Department of Mathematics - Mathematics Colloquium - Theory of FPCA for Discretized Functional Data
Supporting the below United Nations Sustainable Development Goals:支持以下聯合國可持續發展目標:支持以下联合国可持续发展目标:
Functional data analysis is an important research field in statistics which treats data as random functions drawn from some infinite-dimensional functional space, and functional principal component analysis (FPCA) plays a central role for data reduction and representation. After nearly three decades of research, there remains a key problem unsolved, namely, the perturbation analysis of covariance operator for diverging number of eigencomponents obtained from noisy and discretely observed data. This is fundamental for studying models and methods based on FPCA, while there has not been much progress since the result obtained by Hall et al. (2006) for a fixed number of eigenfunction estimates. In this work, we establish a unified theory for this problem, deriving the moment bounds of eigenfunctions and asymptotic distributions of eigenvalues for a wide range of sampling schemes. We also exploit double truncation to derive the uniform convergence of such estimated eigenfunctions. The technical arguments in this work are useful for handling the perturbation series of discretely observed functional data and can be applied in models and methods involving inverse using FPCA as regularization, such as functional linear regression.

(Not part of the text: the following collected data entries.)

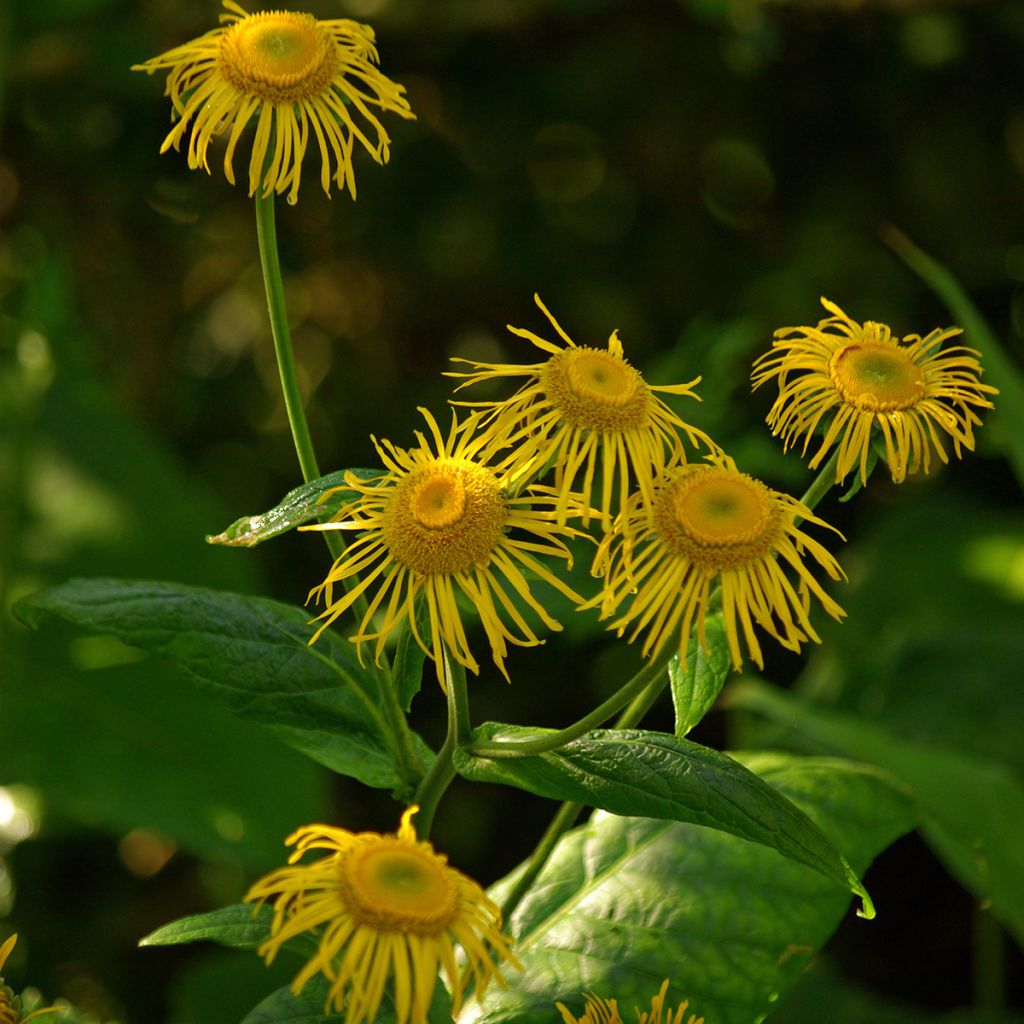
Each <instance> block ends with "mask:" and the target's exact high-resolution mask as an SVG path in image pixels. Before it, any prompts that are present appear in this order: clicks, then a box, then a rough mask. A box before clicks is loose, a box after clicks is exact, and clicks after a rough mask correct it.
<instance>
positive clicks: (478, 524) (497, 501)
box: [382, 459, 509, 575]
mask: <svg viewBox="0 0 1024 1024" xmlns="http://www.w3.org/2000/svg"><path fill="white" fill-rule="evenodd" d="M508 516H509V511H508V506H507V505H506V503H505V496H504V495H503V493H502V487H501V484H500V483H499V482H498V477H496V476H495V474H494V473H493V472H492V471H490V470H489V469H485V468H484V467H482V466H477V465H476V464H475V463H472V462H470V461H469V460H467V459H438V460H436V461H434V462H431V463H429V464H428V465H426V466H423V467H421V468H420V469H417V470H414V471H413V472H411V473H410V474H409V475H408V476H406V477H403V478H402V479H401V480H400V481H399V482H398V484H397V485H396V486H395V488H394V493H393V495H392V496H391V500H390V502H389V503H388V506H387V508H386V510H385V512H384V520H383V524H382V531H383V534H384V540H385V542H386V543H387V545H388V548H389V549H390V552H391V557H392V558H393V559H394V560H395V561H396V562H398V564H400V565H403V566H406V568H408V569H411V570H412V571H413V572H416V573H421V574H424V575H426V574H429V573H433V572H444V573H453V572H462V571H465V570H466V569H469V568H471V567H472V566H474V565H484V564H486V562H487V559H488V558H489V557H490V554H492V552H494V550H495V548H497V547H498V545H499V544H501V542H502V539H503V537H504V528H505V523H506V521H507V520H508Z"/></svg>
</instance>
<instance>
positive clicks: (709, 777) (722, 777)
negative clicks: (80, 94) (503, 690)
mask: <svg viewBox="0 0 1024 1024" xmlns="http://www.w3.org/2000/svg"><path fill="white" fill-rule="evenodd" d="M523 734H528V735H531V736H536V735H538V732H537V730H524V729H518V728H516V727H514V726H508V725H501V724H499V723H494V722H492V723H487V724H486V725H484V726H482V727H481V728H480V729H478V730H477V735H478V736H480V737H481V738H485V739H487V740H488V741H490V742H492V743H494V741H495V740H498V741H499V742H501V741H503V740H505V741H508V740H510V739H513V738H515V737H516V736H517V735H518V736H521V735H523ZM455 766H456V769H457V770H458V771H459V773H460V774H461V775H463V776H464V777H466V778H469V779H472V780H473V781H478V782H501V783H504V784H505V785H514V786H517V787H518V788H520V790H526V791H527V792H528V793H535V794H537V795H538V796H541V797H547V798H549V799H551V800H564V801H569V802H571V803H577V804H586V805H588V806H590V807H597V808H600V809H601V810H605V811H610V812H611V813H613V814H624V815H634V814H637V815H644V816H645V817H649V818H670V819H673V820H676V821H689V822H692V823H693V824H698V825H707V826H709V827H711V828H717V829H720V830H722V831H726V833H730V834H731V835H733V836H737V837H739V838H741V839H745V840H750V841H752V842H754V843H760V844H762V845H764V846H767V847H770V848H771V849H772V850H776V851H778V852H779V853H781V854H782V855H783V856H785V857H790V858H792V859H793V860H796V861H798V862H799V863H801V864H806V865H807V866H808V867H812V868H813V869H814V870H816V871H818V872H820V873H821V874H823V876H825V877H826V878H828V879H831V880H833V881H834V882H838V883H839V884H840V885H841V886H844V887H846V888H848V889H849V890H850V891H851V892H853V893H855V894H856V895H858V896H859V897H860V898H861V900H862V901H863V912H864V914H865V915H866V916H871V915H872V914H873V910H872V908H871V902H870V898H869V897H868V895H867V892H866V891H865V889H864V887H863V886H862V885H861V884H860V881H859V880H858V879H857V876H856V874H855V873H854V872H853V870H852V869H851V868H850V865H849V864H848V863H847V862H846V860H844V858H843V856H842V854H841V853H840V852H839V850H837V849H836V847H835V846H834V845H833V843H831V842H830V841H829V840H828V838H827V837H826V836H825V835H824V834H823V833H822V831H821V829H820V828H818V826H817V825H815V824H814V822H813V821H812V820H811V819H810V818H808V817H807V815H806V814H804V812H803V811H801V810H800V809H799V808H798V807H795V806H794V805H793V804H792V803H791V802H790V801H788V800H786V799H785V797H783V796H782V795H781V794H780V793H779V792H778V791H777V790H775V788H773V787H772V786H771V785H769V784H768V783H767V782H765V781H764V779H762V778H760V777H759V776H758V775H756V774H754V772H752V771H750V770H749V769H746V768H744V767H743V766H742V765H741V764H739V763H738V762H736V761H734V760H733V759H732V758H729V757H727V756H726V755H724V754H722V753H720V752H719V751H715V750H712V749H711V748H708V746H701V745H700V744H699V743H694V742H691V741H690V740H688V739H681V738H679V737H677V736H670V735H669V734H667V733H664V732H649V731H646V730H642V729H629V730H612V729H595V730H593V731H592V732H589V733H587V734H586V735H585V736H583V737H581V738H580V739H577V740H573V741H572V742H570V743H566V744H565V745H564V746H562V748H559V749H558V750H556V751H551V752H549V753H547V754H541V755H536V756H532V757H524V758H484V757H479V756H475V755H472V754H471V753H469V752H466V751H457V752H456V755H455Z"/></svg>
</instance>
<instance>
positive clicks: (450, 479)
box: [410, 474, 466, 529]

Fang Yao is Chair Professor in School of Mathematical Sciences, Director of Center for Statistical Science at Peking University. He is a Fellow of IMS and ASA, and an elected member of ISI. He received his B.S. degree in 2000 from University of Science & Technology in China, and his Ph.D. degree in Statistics in 2003 at UC Davis. He was a tenured Full Professor in Statistical Sciences at University of Toronto. His research focuses on complex-structured data analysis, including functional, high-dimensional, manifold data objects; incorporating machine/deep learning and partial/ordinary differential equations to establish scalable statistical modeling and inference; conducting applications involving functional, high-dimensional and dynamic modeling in biomedical studies, human genetics, neuroimaging, engineering, etc. He has received the CRM-SSC Prize and served as the Editor for Canadian Journal of Statistic, and also served as an AE for a number of statistical journals, including Annals of Statistics and JASA.